O que eu via (Outro espelho)

Tudo que eu era se foi, pois, em único momento. Fui reconstruído em cima de pecado, minhas virtudes esquecidas. Olvidaram-nas em face do mal maior. Definido como verme, impuro. O mundo assim o é. Trilha caminho de luz vida toda e pisa em treva no último dia: crucificado será teu nome.

Via-me torto, pedaço de pano puído. Reflexo demente, insalubre, retorcido. Era morto, vaso quebrado. Não dizem, contudo, que os ruins não se partem?

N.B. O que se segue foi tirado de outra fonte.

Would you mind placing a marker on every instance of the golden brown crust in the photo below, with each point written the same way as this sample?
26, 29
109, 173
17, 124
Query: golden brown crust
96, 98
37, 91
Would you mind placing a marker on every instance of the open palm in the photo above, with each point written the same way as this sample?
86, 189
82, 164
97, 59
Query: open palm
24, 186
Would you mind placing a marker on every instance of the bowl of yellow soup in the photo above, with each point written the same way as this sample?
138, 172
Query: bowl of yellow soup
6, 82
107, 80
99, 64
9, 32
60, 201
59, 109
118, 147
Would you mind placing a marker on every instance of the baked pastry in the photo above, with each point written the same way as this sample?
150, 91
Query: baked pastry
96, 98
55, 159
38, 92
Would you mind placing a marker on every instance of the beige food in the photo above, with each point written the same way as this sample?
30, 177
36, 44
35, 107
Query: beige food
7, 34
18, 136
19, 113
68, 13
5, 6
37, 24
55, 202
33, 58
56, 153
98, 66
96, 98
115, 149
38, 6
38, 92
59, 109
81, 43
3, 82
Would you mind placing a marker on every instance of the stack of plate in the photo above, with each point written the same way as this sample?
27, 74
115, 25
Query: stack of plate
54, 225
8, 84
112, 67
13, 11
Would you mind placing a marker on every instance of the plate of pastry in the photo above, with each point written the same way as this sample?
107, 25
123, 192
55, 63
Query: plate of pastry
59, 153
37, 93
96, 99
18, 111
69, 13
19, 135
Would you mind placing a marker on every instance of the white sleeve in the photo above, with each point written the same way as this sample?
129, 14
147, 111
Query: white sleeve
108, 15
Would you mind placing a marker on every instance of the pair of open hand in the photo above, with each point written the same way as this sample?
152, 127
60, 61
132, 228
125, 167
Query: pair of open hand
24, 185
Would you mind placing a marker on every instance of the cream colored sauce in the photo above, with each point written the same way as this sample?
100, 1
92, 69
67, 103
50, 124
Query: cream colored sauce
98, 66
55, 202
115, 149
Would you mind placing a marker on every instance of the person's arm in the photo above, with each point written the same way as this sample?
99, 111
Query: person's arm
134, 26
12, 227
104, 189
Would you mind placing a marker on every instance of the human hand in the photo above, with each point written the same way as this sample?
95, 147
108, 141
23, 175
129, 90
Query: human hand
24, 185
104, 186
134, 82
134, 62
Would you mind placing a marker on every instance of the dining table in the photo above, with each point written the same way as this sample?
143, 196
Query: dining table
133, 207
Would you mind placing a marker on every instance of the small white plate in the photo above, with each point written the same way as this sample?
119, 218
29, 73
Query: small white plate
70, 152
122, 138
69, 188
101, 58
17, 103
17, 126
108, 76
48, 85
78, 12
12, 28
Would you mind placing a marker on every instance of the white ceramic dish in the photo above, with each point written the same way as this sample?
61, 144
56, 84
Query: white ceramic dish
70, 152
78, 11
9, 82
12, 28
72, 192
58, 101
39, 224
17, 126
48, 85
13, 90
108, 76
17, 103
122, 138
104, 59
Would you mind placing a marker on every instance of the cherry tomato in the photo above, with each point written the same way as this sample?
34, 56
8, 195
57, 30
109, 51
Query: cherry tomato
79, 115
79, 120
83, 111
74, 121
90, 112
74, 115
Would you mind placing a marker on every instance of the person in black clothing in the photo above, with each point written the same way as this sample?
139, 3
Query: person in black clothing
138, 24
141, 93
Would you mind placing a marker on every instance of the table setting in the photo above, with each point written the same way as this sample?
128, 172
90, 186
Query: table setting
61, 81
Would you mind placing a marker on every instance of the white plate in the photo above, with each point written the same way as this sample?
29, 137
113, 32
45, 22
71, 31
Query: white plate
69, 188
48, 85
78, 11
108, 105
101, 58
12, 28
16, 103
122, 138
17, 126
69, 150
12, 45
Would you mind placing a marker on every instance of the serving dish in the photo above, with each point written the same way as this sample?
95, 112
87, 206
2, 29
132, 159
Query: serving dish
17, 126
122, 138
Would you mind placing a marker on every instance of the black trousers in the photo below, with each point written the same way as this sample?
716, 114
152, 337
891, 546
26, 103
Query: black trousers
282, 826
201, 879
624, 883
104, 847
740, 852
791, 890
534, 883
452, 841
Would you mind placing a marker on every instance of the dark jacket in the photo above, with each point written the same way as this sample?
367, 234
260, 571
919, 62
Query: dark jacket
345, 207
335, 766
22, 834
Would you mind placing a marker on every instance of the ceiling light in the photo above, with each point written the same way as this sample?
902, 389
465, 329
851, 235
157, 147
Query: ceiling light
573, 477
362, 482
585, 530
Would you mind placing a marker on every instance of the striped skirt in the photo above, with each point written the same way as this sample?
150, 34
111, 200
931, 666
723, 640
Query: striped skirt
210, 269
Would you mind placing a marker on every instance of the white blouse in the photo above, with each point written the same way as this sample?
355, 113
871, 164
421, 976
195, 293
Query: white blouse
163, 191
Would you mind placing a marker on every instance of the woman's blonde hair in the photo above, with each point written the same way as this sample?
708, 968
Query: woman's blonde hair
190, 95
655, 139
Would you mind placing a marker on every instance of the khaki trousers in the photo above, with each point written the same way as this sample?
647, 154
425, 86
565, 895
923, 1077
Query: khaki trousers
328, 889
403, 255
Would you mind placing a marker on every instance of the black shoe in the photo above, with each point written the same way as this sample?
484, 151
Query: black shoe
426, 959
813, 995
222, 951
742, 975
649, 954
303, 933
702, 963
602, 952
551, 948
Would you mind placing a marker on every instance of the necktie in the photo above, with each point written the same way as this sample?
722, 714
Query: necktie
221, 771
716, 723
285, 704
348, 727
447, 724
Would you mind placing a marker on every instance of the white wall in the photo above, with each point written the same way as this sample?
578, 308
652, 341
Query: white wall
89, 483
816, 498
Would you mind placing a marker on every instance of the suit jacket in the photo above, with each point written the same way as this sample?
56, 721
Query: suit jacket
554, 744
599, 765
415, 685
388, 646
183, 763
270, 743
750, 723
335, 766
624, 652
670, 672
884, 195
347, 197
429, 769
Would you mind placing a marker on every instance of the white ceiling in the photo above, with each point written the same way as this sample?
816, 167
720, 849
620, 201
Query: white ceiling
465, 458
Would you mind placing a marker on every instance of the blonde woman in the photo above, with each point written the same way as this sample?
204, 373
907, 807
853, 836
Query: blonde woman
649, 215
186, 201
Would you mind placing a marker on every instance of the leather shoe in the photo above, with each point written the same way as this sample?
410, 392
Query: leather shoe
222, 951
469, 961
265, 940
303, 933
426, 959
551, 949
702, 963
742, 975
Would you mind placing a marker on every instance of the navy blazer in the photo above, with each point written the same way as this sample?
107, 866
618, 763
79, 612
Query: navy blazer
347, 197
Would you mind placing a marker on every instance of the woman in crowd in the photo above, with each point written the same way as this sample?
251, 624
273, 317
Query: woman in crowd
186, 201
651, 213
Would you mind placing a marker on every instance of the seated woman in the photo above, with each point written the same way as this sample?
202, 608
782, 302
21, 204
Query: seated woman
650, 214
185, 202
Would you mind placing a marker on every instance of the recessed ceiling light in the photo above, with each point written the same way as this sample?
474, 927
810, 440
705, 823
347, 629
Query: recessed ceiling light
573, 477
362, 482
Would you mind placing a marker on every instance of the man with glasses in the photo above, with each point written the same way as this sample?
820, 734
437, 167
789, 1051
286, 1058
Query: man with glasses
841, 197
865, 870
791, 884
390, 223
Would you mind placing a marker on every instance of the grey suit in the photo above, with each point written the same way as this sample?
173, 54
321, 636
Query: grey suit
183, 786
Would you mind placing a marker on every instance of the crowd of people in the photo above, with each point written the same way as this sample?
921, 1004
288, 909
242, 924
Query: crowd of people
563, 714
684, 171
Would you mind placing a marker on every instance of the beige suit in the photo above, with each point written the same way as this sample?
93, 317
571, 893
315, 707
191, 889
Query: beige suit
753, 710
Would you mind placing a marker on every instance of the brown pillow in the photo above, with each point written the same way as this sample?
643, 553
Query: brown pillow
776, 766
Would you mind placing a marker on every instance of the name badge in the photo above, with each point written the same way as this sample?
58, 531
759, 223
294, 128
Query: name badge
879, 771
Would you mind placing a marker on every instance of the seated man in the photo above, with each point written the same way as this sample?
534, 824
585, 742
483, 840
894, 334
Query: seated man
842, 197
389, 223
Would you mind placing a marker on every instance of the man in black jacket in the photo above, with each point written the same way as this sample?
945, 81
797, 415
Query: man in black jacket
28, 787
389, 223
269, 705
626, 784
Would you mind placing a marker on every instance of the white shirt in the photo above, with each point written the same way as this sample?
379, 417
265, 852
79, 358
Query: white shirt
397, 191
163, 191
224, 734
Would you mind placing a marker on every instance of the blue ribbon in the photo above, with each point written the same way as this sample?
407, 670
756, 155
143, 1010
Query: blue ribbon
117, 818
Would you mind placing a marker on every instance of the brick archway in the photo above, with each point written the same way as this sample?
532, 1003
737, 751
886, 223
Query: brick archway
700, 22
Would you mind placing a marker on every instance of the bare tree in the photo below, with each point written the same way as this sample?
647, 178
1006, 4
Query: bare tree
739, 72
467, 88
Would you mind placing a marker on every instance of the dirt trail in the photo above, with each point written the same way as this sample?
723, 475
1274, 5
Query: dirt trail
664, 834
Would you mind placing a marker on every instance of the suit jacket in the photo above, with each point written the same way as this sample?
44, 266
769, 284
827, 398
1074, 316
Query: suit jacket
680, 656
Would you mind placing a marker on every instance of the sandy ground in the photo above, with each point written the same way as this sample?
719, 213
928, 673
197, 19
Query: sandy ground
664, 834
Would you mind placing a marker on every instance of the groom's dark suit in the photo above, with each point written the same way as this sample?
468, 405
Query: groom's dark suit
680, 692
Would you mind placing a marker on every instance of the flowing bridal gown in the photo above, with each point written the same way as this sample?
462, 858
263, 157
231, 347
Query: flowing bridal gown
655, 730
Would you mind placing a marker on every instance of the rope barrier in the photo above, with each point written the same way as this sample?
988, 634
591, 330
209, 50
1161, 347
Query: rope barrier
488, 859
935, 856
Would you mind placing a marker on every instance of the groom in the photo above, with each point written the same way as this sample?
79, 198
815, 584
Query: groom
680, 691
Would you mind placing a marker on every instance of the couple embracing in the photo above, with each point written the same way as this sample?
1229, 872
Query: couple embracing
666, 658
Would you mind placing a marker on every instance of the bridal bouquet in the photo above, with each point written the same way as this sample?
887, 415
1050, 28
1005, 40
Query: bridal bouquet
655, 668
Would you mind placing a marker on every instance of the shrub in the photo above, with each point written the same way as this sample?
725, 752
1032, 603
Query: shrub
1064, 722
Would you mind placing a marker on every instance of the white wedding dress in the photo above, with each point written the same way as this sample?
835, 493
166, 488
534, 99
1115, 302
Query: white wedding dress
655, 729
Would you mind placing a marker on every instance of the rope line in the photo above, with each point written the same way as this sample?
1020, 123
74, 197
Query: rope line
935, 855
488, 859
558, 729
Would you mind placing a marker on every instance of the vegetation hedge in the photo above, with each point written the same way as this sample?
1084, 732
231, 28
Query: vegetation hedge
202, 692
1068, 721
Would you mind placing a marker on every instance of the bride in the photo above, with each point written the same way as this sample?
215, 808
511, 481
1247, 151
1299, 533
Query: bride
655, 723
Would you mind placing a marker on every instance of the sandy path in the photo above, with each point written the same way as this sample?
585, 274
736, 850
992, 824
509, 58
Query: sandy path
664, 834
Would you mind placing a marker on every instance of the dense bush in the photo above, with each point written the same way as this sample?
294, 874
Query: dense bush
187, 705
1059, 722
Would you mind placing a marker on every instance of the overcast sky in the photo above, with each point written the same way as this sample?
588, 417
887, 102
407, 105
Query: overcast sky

Ei de provar-me digno, pensara. Não tarda o dia em que me levantarei deste berço de pedra.

Não falta ódio em minha direção, é abundante a falsidade. Se já são tantos contra mim, por que também eu o seria? É preciso, companheiro de pesar, que nos ergamos! Erraste e aprendeste com tua queda? És outro, filho da dor e da experiência? Então, levanta-te! Se não há volta, garanto-te que há mais à frente!

Tal como a lenda, renasci. Acordei de sono pálido, enfermo. Enxerguei na pupila de meus amores o que o espelho escondia. Encontrei sustento neles quando minhas pernas me traíram. E daí parti só. De punhos cerrados, exausto de meu flagelo. Do açoite meu contra minha pele.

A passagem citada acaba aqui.